Sometime after Ngāti Toa Rangatira arrived in the area around 1822- 23, Te Rangihaeata and his mother Waitohi made their home on Mana Island. Te Rangihaeata built a carved house on Mana Island and named it Kaitangata. Inside the Kaitangata house was an elaborately carved figure representing Te Rangihaeata. Waitohi died in 1839 and was buried on the island. In 1843, cautious of the government response to a recent confrontation, Te Rangihaeata left Mana Island and never returned. Te Rauparaha also built a whare and lived on the island intermittently, preferring Kapiti Island as his main base. The Treaty of Waitangi was taken to Mana Island for the chiefs to sign. Te Rangihaeata was on the island at the time and signed the treaty with Te Rauparaha.
The first occupation of the island by Europeans was in the 1830s when a whaling station was established. In March 1832 three Sydney merchants, John Bell, Archibald Mossman and Alexander Davidson, acquired Mana Island from local chiefs, for the purpose of farming. The merchants saw the arrangement as permanent and binding, whereas the three Ngāti Toa Rangatira leaders saw it as temporary granting of the use of the land. Bell purchased Davidson’s third share of Mana Island in 1936. A year later a share in the ownership of the island was purchased by Frederick Peterson who sent the Fraser brothers to Mana from Sydney. Alex and Thomas were identical twins and whalers, coopers and shipwrights by trade. The Mana Island Station often worked together with the shore whaling station of Te Korohiwa , known as Coalheavers, just south of Titahi Bay. The whalers had a reputation as a lawless lot, distrusting each other and spreading rumours to support their villainy. The Fraser brothers were still operating with two whale boats in 1844 and lodged a claim for the island in 1850.
The island became crown property in 1865 and was subsequently leased to J.F.E. Wright of Wellington in 1873.
The Mana island lighthouse, built at the northern end of the island started operation in 1864 and was discontinued in 1877. It was relocated to Cape Egmont in 1881 where it remains today.
In 1895 the island was subleased to Mariana Vella, however a 10 acre portion of the land south eastern shore of the island was excluded from the lease to be used a land reserve.
Mariana Vella later transferred the lease to his sons who farmed the island until 1953. In the same year the lease was transferred to I M Gault, a Wellington solicitor for a term of 999 years.

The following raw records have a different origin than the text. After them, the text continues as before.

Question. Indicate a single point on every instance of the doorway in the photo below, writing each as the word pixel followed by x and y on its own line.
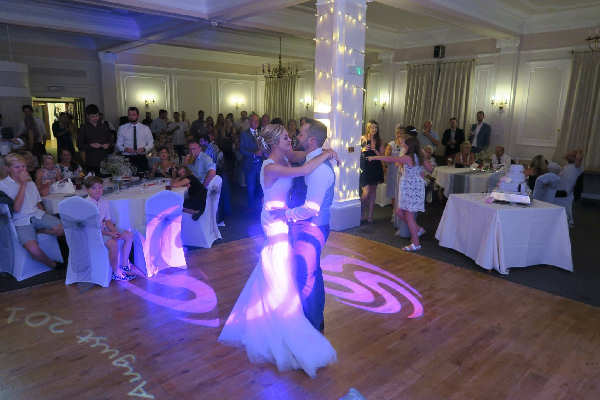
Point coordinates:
pixel 49 108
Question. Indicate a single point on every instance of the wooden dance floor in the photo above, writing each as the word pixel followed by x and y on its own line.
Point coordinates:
pixel 404 327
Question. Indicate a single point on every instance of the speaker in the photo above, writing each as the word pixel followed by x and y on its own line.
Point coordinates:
pixel 439 51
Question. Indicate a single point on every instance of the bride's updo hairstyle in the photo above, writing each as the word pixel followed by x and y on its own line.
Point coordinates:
pixel 270 136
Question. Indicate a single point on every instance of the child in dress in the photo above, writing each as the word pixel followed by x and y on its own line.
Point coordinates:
pixel 411 190
pixel 119 261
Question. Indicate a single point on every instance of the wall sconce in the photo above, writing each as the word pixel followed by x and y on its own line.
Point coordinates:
pixel 307 101
pixel 500 102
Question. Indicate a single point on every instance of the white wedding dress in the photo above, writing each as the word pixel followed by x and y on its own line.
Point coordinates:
pixel 267 318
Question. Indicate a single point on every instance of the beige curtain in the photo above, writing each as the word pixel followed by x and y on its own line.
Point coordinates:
pixel 581 122
pixel 280 97
pixel 420 91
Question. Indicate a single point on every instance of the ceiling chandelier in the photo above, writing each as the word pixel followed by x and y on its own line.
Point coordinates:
pixel 594 40
pixel 279 71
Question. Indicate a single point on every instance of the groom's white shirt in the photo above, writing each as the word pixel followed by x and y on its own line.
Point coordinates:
pixel 317 183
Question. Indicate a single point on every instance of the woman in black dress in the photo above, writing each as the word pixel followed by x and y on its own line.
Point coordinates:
pixel 371 173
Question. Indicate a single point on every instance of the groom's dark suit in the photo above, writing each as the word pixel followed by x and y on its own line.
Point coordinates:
pixel 309 202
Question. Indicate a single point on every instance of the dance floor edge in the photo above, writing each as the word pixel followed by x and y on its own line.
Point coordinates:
pixel 404 327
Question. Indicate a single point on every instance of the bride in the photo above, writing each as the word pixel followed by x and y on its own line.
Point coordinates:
pixel 267 318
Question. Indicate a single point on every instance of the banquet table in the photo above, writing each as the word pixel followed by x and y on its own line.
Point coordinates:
pixel 463 180
pixel 127 206
pixel 502 236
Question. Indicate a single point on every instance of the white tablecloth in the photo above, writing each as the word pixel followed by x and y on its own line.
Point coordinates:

His son, John, managed the farm which had some 1,300 sheep and 100 cattle at the time. In 1971 this lease was terminated and the management of the island transferred to the Government .

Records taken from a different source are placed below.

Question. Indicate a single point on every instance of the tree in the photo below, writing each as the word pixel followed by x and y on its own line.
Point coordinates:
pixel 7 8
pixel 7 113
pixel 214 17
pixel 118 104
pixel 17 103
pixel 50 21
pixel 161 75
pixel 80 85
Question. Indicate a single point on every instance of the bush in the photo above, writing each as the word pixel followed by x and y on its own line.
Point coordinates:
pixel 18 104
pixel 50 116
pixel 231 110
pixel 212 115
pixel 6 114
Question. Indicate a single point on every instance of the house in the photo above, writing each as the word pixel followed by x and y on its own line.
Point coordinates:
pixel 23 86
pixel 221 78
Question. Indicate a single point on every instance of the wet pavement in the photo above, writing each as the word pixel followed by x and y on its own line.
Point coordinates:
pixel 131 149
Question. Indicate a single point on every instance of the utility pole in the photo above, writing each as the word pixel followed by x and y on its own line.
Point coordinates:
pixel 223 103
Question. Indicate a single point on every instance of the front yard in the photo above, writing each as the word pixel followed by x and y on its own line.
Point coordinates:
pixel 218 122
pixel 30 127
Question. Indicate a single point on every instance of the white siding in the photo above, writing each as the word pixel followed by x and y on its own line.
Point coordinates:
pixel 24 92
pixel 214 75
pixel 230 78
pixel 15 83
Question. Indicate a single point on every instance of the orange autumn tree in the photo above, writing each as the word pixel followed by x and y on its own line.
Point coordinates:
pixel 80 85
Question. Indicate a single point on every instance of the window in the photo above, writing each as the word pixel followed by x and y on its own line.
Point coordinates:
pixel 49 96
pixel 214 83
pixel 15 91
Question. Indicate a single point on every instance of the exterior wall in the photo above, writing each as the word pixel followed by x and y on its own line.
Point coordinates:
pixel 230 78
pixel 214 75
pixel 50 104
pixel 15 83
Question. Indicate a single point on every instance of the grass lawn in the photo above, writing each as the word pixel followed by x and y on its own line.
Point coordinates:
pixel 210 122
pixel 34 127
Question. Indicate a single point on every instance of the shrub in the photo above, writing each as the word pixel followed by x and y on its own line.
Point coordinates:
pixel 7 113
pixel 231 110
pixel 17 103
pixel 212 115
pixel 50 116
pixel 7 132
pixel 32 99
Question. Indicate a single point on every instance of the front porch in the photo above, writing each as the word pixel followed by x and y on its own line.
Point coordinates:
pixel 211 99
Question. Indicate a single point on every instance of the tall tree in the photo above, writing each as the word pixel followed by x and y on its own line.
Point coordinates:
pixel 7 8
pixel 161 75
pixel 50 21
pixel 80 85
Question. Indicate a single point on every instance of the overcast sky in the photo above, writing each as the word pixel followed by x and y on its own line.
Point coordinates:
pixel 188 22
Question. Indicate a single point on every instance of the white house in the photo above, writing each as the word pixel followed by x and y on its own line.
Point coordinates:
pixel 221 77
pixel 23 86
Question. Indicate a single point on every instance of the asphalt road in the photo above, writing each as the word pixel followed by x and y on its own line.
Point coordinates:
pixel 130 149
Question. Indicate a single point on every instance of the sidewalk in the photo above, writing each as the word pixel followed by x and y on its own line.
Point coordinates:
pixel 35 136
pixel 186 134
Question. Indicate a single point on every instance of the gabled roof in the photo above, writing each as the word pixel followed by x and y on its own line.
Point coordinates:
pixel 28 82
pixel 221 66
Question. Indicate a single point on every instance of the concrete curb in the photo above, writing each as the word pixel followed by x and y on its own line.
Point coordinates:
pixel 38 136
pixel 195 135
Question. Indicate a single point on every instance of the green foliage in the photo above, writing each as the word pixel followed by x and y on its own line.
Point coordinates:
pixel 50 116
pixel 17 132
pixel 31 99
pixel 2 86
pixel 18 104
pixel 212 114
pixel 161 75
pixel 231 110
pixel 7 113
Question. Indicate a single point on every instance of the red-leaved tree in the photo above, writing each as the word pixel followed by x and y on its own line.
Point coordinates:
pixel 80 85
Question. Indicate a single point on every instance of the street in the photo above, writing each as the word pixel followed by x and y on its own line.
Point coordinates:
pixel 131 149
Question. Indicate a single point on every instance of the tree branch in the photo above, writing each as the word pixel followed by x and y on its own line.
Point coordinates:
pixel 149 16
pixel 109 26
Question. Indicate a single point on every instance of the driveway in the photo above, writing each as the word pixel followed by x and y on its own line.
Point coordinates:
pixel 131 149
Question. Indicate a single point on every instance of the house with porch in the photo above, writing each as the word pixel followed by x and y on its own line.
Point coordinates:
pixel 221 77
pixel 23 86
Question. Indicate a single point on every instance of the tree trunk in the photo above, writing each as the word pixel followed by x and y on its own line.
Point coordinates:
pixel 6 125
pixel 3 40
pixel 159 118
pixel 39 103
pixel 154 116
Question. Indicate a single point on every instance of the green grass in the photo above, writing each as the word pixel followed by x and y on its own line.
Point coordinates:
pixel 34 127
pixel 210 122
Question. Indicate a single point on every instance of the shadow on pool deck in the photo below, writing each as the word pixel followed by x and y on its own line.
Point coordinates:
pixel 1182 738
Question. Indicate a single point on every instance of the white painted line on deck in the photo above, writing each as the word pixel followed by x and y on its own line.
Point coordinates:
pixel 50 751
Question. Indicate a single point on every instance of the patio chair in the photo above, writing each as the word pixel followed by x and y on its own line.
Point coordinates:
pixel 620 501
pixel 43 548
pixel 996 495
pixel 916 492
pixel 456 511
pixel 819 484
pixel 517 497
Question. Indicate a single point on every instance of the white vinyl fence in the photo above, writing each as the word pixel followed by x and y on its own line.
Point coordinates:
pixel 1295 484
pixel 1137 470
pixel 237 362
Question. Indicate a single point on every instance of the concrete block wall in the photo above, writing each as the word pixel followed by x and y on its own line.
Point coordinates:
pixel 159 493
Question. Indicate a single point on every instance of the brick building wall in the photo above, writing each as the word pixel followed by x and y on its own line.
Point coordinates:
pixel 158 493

Wool from Mana Island sheep was among the earliest exported from New Zealand. The woolshed from this era still stands at Shingle Point and now has displays explaining the history and features of the island.
In recent times , the island has been used for various purposes, including an exotic sheep quarantine and breeding station in 1973 managed by the Ministry of Agriculture and Fisheries, and a temporary cattle farming operation managed by the Department of Lands and Survey.
Mana Island became a Scientific Reserve in 1987, and since that time has been managed and administered by the Department of Conservation. Various replanting and animal release schemes have been undertaken on the Island under DOC management, including the release of Little Spotted Kiwi and Green Gecko and planting of native trees.
The Friends of Mana Island (FOMI) was established in 1998, whose principal objective is “supporting and assisting the Department of Conservation in implementing the Restoration plan for Mana.”